Abstract
Purpose of review
The arrival of large datasets and the on-going refinement of neuroimaging technology have led to a number of recent advances in our understanding of visual pathway disorders. This work can broadly be classified into two areas, both of which are important when considering optimal management strategies. The first looks at delineation of damage, teasing out subtle changes to (specific components of) the visual pathway, which may help evaluate severity and extent of pathology. The second uses neuroimaging to investigate neuroplasticity, via changes in connectivity, cortical thickness, and retinotopic maps within the visual cortex.
Recent findings
Here we give consideration to both acquired and congenital patients with damage to the visual pathway, and how they differ. Congenital disorders of the peripheral visual system can provide insight into the large-scale reorganisation of the visual cortex: these are investigated with reference to disorders of the optic chiasm and anophthalmia (absence of the eyes). In acquired conditions, we consider recent work describing patterns of degeneration, both following single insult and in neurodegenerative conditions. We also discuss developments in functional neuroimaging, with particular reference to work on hemianopia and the controversial suggestion of cortical reorganisation following acquired retinal injury.
Summary
Techniques for comparing neuro-ophthalmological conditions with healthy visual systems provide sensitive metrics to uncover subtle differences in gray and white matter structure of the brain. It is now possible to compare the massive reorganisation present in congenital conditions with the apparent lack of plasticity following acquired damage.
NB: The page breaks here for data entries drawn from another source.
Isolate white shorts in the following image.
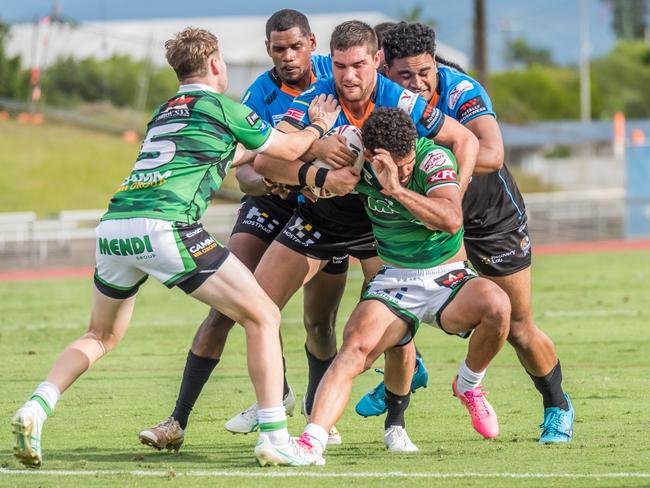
[361,261,477,345]
[95,218,228,299]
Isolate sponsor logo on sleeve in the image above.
[456,95,487,124]
[246,112,260,127]
[397,90,418,115]
[447,80,474,110]
[420,108,443,132]
[420,149,453,174]
[284,108,305,122]
[427,168,458,185]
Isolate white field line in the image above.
[0,468,650,479]
[542,308,639,317]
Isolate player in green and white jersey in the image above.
[288,109,510,464]
[12,28,339,467]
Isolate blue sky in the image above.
[0,0,614,69]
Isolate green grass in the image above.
[0,121,236,217]
[0,252,650,487]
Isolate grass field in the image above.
[0,121,237,217]
[0,252,650,487]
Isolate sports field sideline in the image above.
[0,250,650,487]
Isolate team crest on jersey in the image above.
[447,80,474,110]
[284,108,305,122]
[427,168,458,185]
[246,112,260,127]
[435,269,473,290]
[456,95,487,124]
[420,149,452,174]
[397,90,418,115]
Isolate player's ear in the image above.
[372,51,381,69]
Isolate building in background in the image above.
[7,11,469,97]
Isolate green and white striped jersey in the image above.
[102,84,273,224]
[356,138,463,268]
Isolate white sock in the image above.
[456,361,487,393]
[257,405,289,446]
[305,424,329,454]
[30,381,61,416]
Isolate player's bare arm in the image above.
[371,149,463,234]
[435,117,479,193]
[465,115,504,175]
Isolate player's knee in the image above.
[83,329,114,357]
[482,286,510,337]
[508,317,539,347]
[304,316,335,344]
[201,308,235,331]
[338,343,372,374]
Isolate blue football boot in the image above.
[539,393,575,444]
[354,357,429,417]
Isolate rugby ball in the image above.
[309,125,365,198]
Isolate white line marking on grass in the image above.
[543,309,639,317]
[0,468,650,479]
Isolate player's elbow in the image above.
[441,209,463,235]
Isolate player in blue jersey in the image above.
[139,9,353,449]
[246,21,478,462]
[357,22,574,443]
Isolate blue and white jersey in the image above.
[283,75,445,231]
[241,54,332,127]
[434,65,496,124]
[429,64,526,234]
[283,75,444,137]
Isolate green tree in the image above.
[591,41,650,118]
[0,20,29,99]
[608,0,648,40]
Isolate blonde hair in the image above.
[165,27,219,81]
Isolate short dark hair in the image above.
[165,27,219,81]
[266,8,311,41]
[382,22,436,66]
[361,107,418,158]
[374,22,397,49]
[330,20,377,55]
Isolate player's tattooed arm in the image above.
[435,117,479,194]
[465,114,504,175]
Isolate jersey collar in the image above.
[269,66,316,98]
[178,83,217,93]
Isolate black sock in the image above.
[282,356,289,399]
[528,360,569,410]
[384,388,411,429]
[172,351,219,429]
[305,345,336,415]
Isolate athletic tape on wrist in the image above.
[298,163,311,188]
[314,168,329,188]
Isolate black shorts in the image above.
[464,219,531,276]
[231,195,349,274]
[275,212,377,262]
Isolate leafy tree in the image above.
[0,20,29,99]
[591,41,650,118]
[608,0,648,40]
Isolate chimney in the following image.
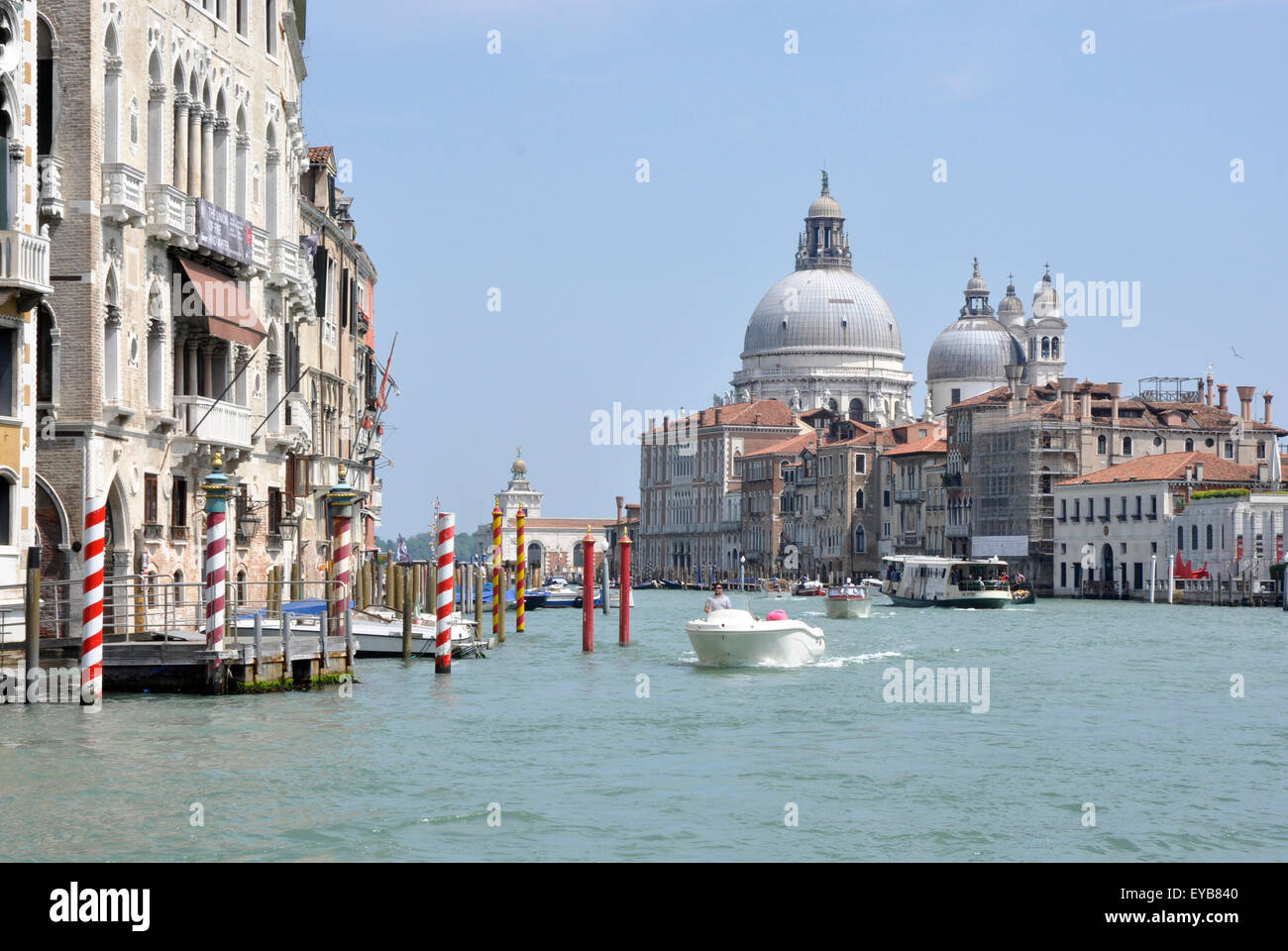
[1015,382,1029,412]
[1006,364,1024,416]
[1060,376,1078,419]
[1235,386,1257,423]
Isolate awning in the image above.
[177,258,268,347]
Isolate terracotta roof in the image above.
[883,436,948,458]
[1056,453,1257,485]
[505,518,617,530]
[649,399,795,433]
[743,433,814,459]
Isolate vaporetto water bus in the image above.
[881,556,1012,608]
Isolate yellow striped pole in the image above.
[514,506,528,631]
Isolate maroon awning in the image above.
[179,258,268,347]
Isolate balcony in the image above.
[277,393,313,455]
[174,395,252,449]
[103,162,149,227]
[145,185,197,250]
[38,155,67,218]
[0,231,54,294]
[250,224,271,275]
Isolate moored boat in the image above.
[793,578,827,598]
[827,583,872,617]
[881,556,1012,608]
[686,608,827,667]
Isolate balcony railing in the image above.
[174,395,252,447]
[0,231,54,294]
[103,162,149,226]
[145,184,197,249]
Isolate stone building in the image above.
[474,450,612,587]
[1053,453,1285,599]
[945,366,1285,591]
[38,0,313,607]
[733,172,912,427]
[0,0,51,623]
[631,399,802,580]
[926,258,1068,416]
[294,146,382,580]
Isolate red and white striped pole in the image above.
[492,497,505,643]
[81,497,107,706]
[327,463,358,637]
[434,511,456,674]
[615,527,631,647]
[581,524,594,654]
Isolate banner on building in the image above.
[970,535,1029,558]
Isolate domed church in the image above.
[733,171,921,427]
[926,258,1068,416]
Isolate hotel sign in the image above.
[197,198,254,264]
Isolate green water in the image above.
[0,591,1288,861]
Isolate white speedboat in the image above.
[686,609,827,668]
[827,585,872,617]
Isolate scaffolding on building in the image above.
[970,407,1081,591]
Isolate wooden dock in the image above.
[20,634,353,695]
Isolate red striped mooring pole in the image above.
[81,496,107,706]
[322,463,358,669]
[615,527,631,647]
[514,505,528,631]
[581,524,594,652]
[201,453,229,692]
[434,511,456,674]
[492,498,505,641]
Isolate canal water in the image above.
[0,591,1288,861]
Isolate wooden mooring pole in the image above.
[23,545,40,703]
[402,567,411,660]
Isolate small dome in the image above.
[926,317,1025,385]
[805,192,845,218]
[1033,270,1060,320]
[997,278,1024,326]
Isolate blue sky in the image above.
[304,0,1288,536]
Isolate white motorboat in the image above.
[686,608,827,668]
[827,583,872,617]
[237,608,492,657]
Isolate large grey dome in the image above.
[742,268,905,360]
[926,317,1025,381]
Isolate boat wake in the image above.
[814,651,903,668]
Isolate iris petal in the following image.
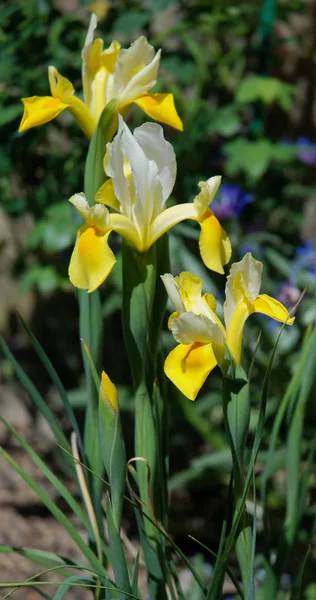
[69,225,116,292]
[198,208,232,273]
[165,342,217,400]
[134,94,183,131]
[19,96,68,132]
[253,294,295,325]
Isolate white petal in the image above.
[121,116,162,235]
[113,36,160,104]
[224,252,263,329]
[161,273,185,315]
[134,123,177,210]
[171,312,224,344]
[193,175,222,215]
[69,193,110,231]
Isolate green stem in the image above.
[223,377,252,598]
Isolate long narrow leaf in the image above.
[0,416,93,536]
[19,314,83,452]
[0,336,73,460]
[0,447,107,577]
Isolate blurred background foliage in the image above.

Keywords: hemianopia, optic chiasm, neuroimaging, fMRI, blindness
Introduction
The advances in non-invasive neuroimaging techniques over the past few years have allowed the detailed investigation of a number of neuro-ophthalmological diseases. In particular, the use of magnetic resonance imaging (MRI) has provided insight into differences of both structure and function of the visual pathway, shown in Figure 1A. While the vast majority of research into such disorders is acquired using 3T scanners, the number of 7T scanners is increasing and more studies will benefit from increasing signal-to-noise ratio in the next few years.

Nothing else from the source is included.